The Nancy Drew Project: Nancy Drew reviews by a pop-culture obsessed and F-bomb dropping madwoman
Book 2: The Hidden Staircase (1959 edition)
The second book in the Nancy Drew Mystery stories also starts with a bang, when Nancy hears word from Helen Corning that her aunt and great-grandmother have a ghost haunting their colonial mansion!
Oh, yeah! A haunting!
Inevitably, this burst of excitement I get when reading any Nancy Drew with a title or description mentioning “ghosts” or “haunting” dies out when I remember that there are pretty much never ACTUAL ghosts in Nancy Drew Stories.
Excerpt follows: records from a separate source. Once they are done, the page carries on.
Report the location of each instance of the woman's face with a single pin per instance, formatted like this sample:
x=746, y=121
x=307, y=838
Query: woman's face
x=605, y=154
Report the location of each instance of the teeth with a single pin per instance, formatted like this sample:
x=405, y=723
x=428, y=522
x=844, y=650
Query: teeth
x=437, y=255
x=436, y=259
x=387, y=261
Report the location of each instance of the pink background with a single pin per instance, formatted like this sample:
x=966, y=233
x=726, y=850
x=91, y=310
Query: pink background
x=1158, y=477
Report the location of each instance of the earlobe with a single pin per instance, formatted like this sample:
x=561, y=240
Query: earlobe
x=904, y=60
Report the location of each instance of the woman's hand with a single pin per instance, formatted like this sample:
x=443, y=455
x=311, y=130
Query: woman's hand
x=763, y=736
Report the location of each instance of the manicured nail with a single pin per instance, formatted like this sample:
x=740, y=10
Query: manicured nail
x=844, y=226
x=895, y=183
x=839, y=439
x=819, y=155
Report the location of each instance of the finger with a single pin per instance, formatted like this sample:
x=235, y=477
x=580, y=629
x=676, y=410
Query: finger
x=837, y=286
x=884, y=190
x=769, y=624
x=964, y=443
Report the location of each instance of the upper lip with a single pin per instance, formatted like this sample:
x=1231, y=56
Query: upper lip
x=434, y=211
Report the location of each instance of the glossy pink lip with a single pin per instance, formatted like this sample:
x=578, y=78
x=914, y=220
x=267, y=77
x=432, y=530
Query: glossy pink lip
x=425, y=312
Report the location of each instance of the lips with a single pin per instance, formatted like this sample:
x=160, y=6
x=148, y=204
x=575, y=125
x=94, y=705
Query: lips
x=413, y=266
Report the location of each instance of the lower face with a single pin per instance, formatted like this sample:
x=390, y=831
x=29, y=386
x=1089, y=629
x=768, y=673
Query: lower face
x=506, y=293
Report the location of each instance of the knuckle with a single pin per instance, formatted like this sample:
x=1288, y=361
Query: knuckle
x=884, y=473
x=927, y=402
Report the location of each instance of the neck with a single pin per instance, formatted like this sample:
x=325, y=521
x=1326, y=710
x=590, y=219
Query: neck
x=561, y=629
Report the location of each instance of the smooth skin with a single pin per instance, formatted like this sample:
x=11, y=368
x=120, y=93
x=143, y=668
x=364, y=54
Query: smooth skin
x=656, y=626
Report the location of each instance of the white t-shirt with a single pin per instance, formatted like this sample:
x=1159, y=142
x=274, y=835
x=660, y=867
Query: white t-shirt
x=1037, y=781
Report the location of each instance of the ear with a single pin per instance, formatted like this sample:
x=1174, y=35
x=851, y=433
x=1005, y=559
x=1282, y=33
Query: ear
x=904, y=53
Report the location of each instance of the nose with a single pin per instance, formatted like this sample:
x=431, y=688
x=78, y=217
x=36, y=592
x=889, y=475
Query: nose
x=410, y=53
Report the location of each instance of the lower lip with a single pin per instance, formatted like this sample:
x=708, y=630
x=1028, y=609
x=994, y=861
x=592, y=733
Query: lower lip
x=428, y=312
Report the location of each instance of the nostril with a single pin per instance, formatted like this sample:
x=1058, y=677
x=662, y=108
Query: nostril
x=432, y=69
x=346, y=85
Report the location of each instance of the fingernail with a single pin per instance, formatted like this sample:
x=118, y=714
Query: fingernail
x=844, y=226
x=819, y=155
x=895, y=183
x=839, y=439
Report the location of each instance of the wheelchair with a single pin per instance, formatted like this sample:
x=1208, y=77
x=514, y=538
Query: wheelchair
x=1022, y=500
Much like Scooby Doo, it frequently ends up being no-good swindlers out to scare some poor, simple, unsuspecting person that Nancy feels she must help.
These swindlers, as I will bring up in later reviews, all seem to have names like Swindly McGee or Stabby Von Stealsabunch. (Oh, the Stabbington Brothers!) And they would have gotten away with it, too, if it weren’t for that snooping teen detective! Except, even without Nancy’s help, how could they not get caught with names like Swindly McGee? Note to all parents out there: Do NOT name your child Swindly McGee. It will not look good on his Bank of America job application.
Anyway, my initial flicker of excitement fading, I am ready to focus on the story at hand. This is actually a pretty good one, too. Nancy and Helen Corning set out to solve the mystery of these “ghostly” occurrences at Twin Elms, but are foiled at every turn when the mysterious sounds turn up no signs of people, apparitions, or secret hiding places to speak of.
This book is where you really get an idea of Nancy’s character, in my opinion. She’s not just Nancy Drew: Girl Detective. She’s Nancy Drew: Problem Solver. At one point, Ghosty Fugazishire (this will henceforth be how I refer to the unknown probably-a-swindler ghost) sets a large owl loose in Twin Elms and Nancy very skillfully grabs a pair of thick gardening gloves and grabs the bird by its talons, paying no attention to the fact that the owl is pecking her arms to all hell while she gets it out of the house. I admit, I would have probably just intermittently screamed “OWL!” while frozen in terror. Nancy Drew is one gutsy broad.
Meanwhile, an obsequious toad named Nathan Gomber keeps showing up to both: 1) Tell Nancy that her father’s life is in danger and she is one hardhearted skank for not dropping everything to stick by his side and 2) Try to trick Helen’s elderly aunt into selling her “haunted” house at a very reasonable price.
Wow, guys. Do you think HE might be the ghost? Uh-DOI.
Despite a barrage of pitfalls, including a ceiling collapse (Nancy’s first head injury…awwwww), a near-heart attack, and the drugging and kidnapping of Carson Drew, Nancy forges on and eventually cracks the entire gang of ne’er-do-wells. At one point, she asks the police to be “alone” with a suspect while her father is still missing and, for a second, I thought: “Holy shit, is she going to beat a confession out of this guy?!” However, with just a few words, Nancy convinces the man to admit to his crime. Wow. That’s even more hardcore. She should totally be Chief McGinnis’ closer.
After finally discovering the underground tunnel system (including the titular hidden staircase), Nancy finds her missing father, and restores the status quo at Twin Elms. The Hidden Staircase is definitely a good one. It relied a little too heavily on the “Omigod, a noise!” shtick, with Nancy and Helen constantly making plans to check out noises, only to be tricked over and over again. I give this one 4/5.